HAPI Client for Python

Basic usage examples for various HAPI servers are given in hapi_demo.py and the Examples section of a Jupyter Notebook hosted on Google Colab: Open In Colab.

Installation

pip install hapiclient --upgrade
# or
pip install 'git+https://github.com/hapi-server/client-python' --upgrade

The optional hapiplot package provides basic preview plotting capabilities of data from a HAPI server. The Plotting section of the hapiclient Jupyter Notebook shows how to plot the output of hapiclient using many other plotting libraries.

To install hapiplot, use

pip install hapiplot --upgrade
# or
pip install 'git+https://github.com/hapi-server/plot-python' --upgrade

See the Appendix for a fail-safe installation method.

Basic Example

# Get Dst index from CDAWeb HAPI server
from hapiclient import hapi

# See http://hapi-server.org/servers/ for a list of
# other HAPI servers and datasets.
server     = 'https://cdaweb.gsfc.nasa.gov/hapi'
dataset    = 'OMNI2_H0_MRG1HR'
start      = '2003-09-01T00:00:00'
stop       = '2003-12-01T00:00:00'
parameters = 'DST1800'
opts       = {'logging': True}

# Get data
data, meta = hapi(server, dataset, parameters, start, stop, **opts)
print(meta)
print(data)

# Plot all parameters
from hapiplot import hapiplot
hapiplot(data, meta)

Documentation

Basic usage examples for various HAPI servers are given in hapi_demo.py and the Examples section of a Jupyter Notebook hosted on Google Colab.

See http://hapi-server.org/servers/ for a list of HAPI servers and datasets.

All of the features are extensively demonstrated in hapi_demo.ipynb, a Jupyter Notebook that can be viewed an executed on Google Colab.

Metadata Model

See also the examples in the Metadata Model section of the hapiclient Jupyter Notebook.

The HAPI client metadata model is intentionally minimal and closely follows that of the HAPI metadata model.

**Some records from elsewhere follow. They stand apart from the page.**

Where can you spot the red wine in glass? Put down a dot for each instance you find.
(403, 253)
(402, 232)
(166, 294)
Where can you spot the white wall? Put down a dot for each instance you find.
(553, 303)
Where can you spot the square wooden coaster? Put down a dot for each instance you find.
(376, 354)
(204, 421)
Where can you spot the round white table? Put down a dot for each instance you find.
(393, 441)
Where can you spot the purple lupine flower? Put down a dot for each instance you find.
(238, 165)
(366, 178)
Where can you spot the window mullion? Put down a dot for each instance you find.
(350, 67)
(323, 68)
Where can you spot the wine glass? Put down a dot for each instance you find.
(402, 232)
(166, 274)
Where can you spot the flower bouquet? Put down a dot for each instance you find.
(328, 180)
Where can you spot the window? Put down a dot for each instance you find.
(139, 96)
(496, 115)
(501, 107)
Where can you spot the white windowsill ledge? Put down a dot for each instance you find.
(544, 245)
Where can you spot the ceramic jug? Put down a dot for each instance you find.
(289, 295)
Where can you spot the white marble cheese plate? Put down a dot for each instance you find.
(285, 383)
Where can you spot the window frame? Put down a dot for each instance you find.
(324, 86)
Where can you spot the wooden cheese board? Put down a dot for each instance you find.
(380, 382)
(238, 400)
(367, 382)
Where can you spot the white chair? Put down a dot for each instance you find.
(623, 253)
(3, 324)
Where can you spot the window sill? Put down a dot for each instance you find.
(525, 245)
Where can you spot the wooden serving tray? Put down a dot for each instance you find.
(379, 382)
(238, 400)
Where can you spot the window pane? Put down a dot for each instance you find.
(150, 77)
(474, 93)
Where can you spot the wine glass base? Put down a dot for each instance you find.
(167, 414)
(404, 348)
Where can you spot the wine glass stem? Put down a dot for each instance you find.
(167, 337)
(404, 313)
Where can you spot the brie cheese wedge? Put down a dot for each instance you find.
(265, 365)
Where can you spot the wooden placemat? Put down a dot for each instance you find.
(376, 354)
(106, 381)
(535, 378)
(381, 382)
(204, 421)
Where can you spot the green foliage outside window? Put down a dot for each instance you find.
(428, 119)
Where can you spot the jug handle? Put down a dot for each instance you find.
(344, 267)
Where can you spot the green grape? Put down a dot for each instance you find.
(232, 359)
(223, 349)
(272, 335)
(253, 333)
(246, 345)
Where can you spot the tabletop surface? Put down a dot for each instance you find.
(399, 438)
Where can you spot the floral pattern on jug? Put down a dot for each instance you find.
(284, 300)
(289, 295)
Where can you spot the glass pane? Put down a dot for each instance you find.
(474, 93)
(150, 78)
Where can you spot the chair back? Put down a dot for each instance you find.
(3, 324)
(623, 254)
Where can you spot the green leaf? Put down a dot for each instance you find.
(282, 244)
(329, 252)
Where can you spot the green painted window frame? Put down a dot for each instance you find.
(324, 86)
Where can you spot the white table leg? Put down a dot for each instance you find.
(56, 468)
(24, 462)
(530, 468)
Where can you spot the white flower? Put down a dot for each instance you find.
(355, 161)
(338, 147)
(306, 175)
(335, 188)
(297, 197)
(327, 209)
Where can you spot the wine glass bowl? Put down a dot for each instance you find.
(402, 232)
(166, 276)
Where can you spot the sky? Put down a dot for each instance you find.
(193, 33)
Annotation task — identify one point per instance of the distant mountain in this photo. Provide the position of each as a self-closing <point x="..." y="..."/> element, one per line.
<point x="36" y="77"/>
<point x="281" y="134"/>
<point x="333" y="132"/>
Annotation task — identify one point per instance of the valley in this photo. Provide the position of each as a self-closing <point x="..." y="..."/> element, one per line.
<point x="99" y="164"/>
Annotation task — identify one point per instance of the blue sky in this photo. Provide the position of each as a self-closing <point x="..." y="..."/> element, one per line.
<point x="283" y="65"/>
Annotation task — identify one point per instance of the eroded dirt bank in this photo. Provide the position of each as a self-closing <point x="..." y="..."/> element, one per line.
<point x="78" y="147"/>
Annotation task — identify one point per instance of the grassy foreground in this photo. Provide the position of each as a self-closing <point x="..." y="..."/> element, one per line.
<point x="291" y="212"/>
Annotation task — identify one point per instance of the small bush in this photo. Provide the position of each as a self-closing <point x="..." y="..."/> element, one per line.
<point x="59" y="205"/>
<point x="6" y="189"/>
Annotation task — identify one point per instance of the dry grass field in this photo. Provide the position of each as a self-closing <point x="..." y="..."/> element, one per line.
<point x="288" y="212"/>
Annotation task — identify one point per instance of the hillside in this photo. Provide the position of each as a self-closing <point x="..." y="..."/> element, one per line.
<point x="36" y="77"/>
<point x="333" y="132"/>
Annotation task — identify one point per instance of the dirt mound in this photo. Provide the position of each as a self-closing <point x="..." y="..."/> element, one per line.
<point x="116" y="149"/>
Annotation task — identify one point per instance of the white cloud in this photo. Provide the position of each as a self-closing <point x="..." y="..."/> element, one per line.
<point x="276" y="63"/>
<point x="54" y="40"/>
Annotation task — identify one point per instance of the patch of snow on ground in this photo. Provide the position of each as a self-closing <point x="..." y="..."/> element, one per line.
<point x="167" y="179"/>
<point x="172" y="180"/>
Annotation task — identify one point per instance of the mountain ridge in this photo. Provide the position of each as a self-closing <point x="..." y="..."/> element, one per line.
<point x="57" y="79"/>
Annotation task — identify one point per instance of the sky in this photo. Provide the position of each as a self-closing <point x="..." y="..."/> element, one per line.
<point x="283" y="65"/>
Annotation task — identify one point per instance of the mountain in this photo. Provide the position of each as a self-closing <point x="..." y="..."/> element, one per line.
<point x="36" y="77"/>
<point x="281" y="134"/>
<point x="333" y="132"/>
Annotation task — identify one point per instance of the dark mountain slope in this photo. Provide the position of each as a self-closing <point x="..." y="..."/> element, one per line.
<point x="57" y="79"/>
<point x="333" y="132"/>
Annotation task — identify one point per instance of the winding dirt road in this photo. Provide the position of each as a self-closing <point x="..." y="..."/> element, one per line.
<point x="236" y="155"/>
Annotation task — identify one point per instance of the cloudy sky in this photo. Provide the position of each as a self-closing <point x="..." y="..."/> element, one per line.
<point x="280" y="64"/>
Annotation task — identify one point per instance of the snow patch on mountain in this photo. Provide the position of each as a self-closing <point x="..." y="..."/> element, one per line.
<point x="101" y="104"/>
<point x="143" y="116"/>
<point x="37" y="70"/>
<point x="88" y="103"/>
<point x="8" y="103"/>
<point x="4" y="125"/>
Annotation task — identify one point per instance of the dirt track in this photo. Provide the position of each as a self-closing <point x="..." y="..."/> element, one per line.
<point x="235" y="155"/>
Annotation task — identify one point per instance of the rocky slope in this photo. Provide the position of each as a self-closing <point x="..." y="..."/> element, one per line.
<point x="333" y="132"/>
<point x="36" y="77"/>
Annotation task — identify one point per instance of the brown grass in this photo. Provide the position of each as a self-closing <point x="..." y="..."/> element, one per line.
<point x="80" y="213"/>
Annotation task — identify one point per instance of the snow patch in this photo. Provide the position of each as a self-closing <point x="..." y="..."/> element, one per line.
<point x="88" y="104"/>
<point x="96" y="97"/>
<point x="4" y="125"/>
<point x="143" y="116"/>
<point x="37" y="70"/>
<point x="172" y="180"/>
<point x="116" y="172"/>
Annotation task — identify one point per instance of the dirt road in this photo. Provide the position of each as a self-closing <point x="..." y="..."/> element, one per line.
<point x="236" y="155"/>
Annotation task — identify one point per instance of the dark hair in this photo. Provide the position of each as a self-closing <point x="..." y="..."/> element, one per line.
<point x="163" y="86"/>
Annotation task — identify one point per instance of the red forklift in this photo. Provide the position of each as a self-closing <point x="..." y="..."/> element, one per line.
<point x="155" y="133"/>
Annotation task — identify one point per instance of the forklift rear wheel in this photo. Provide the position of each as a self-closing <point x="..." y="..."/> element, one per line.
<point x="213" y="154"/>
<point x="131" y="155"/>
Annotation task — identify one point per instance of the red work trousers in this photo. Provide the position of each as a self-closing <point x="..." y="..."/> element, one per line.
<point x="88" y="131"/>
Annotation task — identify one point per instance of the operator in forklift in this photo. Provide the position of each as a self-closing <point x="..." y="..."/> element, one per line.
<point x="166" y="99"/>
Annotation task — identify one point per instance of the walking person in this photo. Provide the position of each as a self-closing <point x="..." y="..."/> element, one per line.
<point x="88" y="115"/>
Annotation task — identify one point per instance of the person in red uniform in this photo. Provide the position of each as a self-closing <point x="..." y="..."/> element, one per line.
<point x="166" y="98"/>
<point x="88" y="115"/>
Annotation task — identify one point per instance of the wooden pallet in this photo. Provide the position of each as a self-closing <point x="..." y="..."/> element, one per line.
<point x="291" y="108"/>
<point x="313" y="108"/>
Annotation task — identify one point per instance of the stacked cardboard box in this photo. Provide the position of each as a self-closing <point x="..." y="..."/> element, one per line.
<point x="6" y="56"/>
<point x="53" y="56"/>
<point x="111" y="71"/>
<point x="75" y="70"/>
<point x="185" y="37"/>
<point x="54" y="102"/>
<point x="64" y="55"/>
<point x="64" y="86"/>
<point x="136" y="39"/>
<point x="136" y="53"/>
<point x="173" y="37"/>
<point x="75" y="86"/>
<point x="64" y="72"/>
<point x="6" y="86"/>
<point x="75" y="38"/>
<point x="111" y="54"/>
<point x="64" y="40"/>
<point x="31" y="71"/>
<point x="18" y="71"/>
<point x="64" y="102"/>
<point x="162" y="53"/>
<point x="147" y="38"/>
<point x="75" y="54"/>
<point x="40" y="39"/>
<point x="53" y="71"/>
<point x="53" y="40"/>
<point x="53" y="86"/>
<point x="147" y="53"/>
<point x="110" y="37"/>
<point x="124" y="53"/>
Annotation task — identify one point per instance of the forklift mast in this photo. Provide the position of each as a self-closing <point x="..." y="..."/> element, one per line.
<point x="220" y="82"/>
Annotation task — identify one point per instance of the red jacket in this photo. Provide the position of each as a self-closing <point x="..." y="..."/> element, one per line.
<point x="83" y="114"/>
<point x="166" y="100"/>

We expect that another library will be developed that allows high-level search and grouping of information from HAPI servers. See also issue #106.

Data Model and Time Format

See also the examples in the Data Model section of the hapiclient Jupyter Notebook. The examples include

  1. Fast and well-tested conversion from ISO 8601 timestamp strings to Python datetime objects
  2. Putting the content of data in a Pandas DataFrame object
  3. Creating an Astropy NDArray

A request for data of the form

data, meta = hapi(server, dataset, parameters, start, stop)

returns the Numpy N-D array data and a Python dictionary meta from a HAPI-compliant data server server. The structure of data and meta mirrors the structure of a response from a HAPI server.

The HAPI client data model is intentionally basic. There is an ongoing discussion of a data model for Heliophysics data among the PyHC community. When this data model is complete, a function that converts data and meta to that data model will be included in the hapiclient package.

Development

git clone https://github.com/hapi-server/client-python
cd client-python; pip install -e .

The command pip install -e . creates symlinks so that the local package is used instead of an installed package. You may need to execute pip uninstall hapiclient to ensure the local package is used. To check the version installed, use pip list | grep hapiclient.

To run tests before a commit, execute

make repository-test

To run an individual unit test in a Python session, use, e.g.,

from hapiclient.test.test_hapi import test_reader_short
test_reader_short()

Contact

Submit bug reports and feature requests on the repository issue tracker.

Appendix

Fail-safe installation

Python command line:

import os
print(os.popen("pip install hapiclient").read())

The above executes and displays the output of the operating system command pip install hapiclient using the shell environment associated with that installation of Python.

This method addresses a problem that is sometimes encountered when attempting to use pip packages in Anaconda. To use a pip package in Anaconda, one must use the version of pip installed with Anaconda (it is usually under a subdirectory with the name anaconda/) as opposed to the one installed with the operating system. To see the location of pip used in a given Python session, enter print(os.popen("which pip").read()).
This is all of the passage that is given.